Results Among Students

In naturalistic terms, this group of 10 boys and their parents and teachers was formed by the imposition of external selection processes; they cannot be described as a group in any ethnographic sense, and, therefore, any observations of similarities or differences among group members are probably not the results of group-specific enculturation processes. Still, the issue of whether and to what extent individually distinctive character traits that emerged from interview data were communicated to viewing teachers should be addressed in an effort to determine the relative specificity of the intuitively received information.

Certainly no teacher or group of teachers in this study described any of the artists with the rich detail achieved by combining the students' self-reports with parental and classroom teacher interview data. Yet, the freehand and computer-facilitated artwork of 7 of the 10 child informants generated unique viewer comments or patterns of viewer comments. For example, Drew was described as "impatient with mistakes" and "happy and serious." Mark, it was suspected, "combines and builds on knowledge," and was described as "talkative" and "security-oriented." Lance's language arts proficiency, emphasizing fine arts applications, was intuited by several viewing teachers; he was also one of only two children in this group who was described as "generally a compliant kid." James had 19 comments made in response to his drawings that mentioned neatness, concern with detail, precision, and related-work-habit attributes. Sid was collectively portrayed as "bold," "adventuresome," "restless," "creative," and a "divergent thinker." Herb was suspected to have a "strong personality," and to be a "quiet," "intense individual with definite goals." Harvey's interests in science and animal study were mentioned by several viewers; he was also described as "impulsive," "in a hurry," and "want[ing] to 'get it right.'" Although "getting it right" was mentioned for several of the child informants during interviews (e.g., Drew and James), Harvey was the only artist whose artwork communicated attention to appearing "right." This paralleled the frequency with which this concern was voiced by his father and teacher.
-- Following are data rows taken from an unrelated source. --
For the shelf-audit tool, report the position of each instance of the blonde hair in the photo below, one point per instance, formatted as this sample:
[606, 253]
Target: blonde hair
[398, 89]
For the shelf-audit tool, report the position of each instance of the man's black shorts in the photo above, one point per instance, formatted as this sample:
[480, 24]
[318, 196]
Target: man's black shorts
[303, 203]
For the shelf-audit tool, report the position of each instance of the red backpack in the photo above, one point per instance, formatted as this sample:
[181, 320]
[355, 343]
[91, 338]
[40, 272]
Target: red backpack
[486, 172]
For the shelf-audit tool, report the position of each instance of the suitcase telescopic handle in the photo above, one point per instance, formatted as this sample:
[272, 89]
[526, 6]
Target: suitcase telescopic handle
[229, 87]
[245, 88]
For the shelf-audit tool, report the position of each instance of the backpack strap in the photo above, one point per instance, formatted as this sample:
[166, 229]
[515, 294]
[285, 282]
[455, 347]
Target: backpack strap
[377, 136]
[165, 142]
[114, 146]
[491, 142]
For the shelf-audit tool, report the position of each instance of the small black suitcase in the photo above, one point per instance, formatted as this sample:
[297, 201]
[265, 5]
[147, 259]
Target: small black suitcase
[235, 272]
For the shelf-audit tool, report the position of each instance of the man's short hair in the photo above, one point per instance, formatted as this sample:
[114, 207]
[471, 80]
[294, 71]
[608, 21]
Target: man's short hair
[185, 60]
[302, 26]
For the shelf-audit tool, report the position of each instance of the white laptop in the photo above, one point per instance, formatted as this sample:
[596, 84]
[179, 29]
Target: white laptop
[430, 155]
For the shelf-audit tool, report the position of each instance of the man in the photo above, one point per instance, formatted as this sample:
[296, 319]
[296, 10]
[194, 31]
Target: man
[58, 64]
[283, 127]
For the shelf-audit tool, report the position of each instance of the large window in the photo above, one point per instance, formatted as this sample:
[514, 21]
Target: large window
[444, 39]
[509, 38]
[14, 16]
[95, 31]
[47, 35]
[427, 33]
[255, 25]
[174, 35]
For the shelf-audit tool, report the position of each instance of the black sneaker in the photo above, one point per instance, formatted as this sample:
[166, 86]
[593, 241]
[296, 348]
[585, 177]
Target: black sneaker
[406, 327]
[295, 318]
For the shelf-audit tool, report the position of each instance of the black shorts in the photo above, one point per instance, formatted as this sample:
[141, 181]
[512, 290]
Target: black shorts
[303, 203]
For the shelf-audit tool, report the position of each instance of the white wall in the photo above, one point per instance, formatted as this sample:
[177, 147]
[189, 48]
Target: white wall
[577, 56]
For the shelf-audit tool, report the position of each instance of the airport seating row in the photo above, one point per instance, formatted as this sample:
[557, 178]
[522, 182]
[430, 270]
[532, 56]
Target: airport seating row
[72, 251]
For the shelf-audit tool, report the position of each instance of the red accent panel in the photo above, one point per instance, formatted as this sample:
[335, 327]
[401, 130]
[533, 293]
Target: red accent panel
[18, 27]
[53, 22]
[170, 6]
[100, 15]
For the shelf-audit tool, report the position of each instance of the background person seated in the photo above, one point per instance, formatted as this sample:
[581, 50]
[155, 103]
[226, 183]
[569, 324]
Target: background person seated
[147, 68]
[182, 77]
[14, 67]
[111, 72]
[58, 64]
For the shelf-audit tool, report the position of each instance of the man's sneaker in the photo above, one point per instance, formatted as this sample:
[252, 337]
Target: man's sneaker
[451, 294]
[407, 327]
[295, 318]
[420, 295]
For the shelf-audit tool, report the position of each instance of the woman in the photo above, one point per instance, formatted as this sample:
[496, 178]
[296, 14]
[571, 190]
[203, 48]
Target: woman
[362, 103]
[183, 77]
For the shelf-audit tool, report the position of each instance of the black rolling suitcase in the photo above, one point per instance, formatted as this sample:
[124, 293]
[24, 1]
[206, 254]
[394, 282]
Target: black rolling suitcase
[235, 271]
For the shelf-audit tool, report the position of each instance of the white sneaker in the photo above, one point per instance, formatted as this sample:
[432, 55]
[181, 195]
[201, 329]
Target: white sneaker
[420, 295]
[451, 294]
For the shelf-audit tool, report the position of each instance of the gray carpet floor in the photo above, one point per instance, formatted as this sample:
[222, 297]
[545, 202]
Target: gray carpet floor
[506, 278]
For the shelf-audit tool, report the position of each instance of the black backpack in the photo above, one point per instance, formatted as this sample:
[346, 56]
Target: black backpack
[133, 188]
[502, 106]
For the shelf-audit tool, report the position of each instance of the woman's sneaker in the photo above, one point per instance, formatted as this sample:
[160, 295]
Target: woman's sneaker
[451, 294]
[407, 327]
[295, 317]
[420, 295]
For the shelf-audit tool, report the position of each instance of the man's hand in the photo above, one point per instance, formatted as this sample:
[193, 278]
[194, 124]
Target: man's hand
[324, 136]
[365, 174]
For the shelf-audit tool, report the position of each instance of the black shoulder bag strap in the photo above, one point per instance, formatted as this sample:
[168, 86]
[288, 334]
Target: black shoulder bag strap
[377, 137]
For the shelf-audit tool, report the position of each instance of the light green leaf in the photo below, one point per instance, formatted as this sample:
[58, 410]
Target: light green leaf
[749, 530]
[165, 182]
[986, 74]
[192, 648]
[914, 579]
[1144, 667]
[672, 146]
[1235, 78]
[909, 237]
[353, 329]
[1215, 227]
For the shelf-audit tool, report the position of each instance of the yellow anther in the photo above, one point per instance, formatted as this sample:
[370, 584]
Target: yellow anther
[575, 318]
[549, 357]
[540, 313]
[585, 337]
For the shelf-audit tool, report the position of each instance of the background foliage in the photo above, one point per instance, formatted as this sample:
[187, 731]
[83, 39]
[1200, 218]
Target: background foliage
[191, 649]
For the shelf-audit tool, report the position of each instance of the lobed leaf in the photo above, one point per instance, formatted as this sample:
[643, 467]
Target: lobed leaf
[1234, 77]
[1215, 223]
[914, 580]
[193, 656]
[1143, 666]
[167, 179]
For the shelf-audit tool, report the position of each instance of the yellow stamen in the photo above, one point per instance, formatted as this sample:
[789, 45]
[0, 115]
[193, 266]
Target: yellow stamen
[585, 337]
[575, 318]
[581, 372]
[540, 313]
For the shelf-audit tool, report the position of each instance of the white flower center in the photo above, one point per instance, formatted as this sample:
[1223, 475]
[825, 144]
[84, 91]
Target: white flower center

Although these attributes do not fully portray each individual artist's uniqueness, they are characteristics that begin to differentiate the artists from each other. More importantly, these distinguishing personality features were indeed communicated through drawings to viewing teachers who had no other personal information available about the artists, along with other attributes (such as mathematics or science interest) that were more commonly perceived in this particular group of individuals. Also, there were clearly observable individual differences between children such as Sid and James, who had the highest percentages of interview-substantiated viewer comments, and a child such as Bruce, who had the lowest percentage of such comments. It is apparent that some of the children in this study were more or less "intuitively readable" through their artwork than others were. It is difficult to suggest why that may be so, because the topics of and techniques used for creation of their pictures do not appear to differ by personally expressive potential.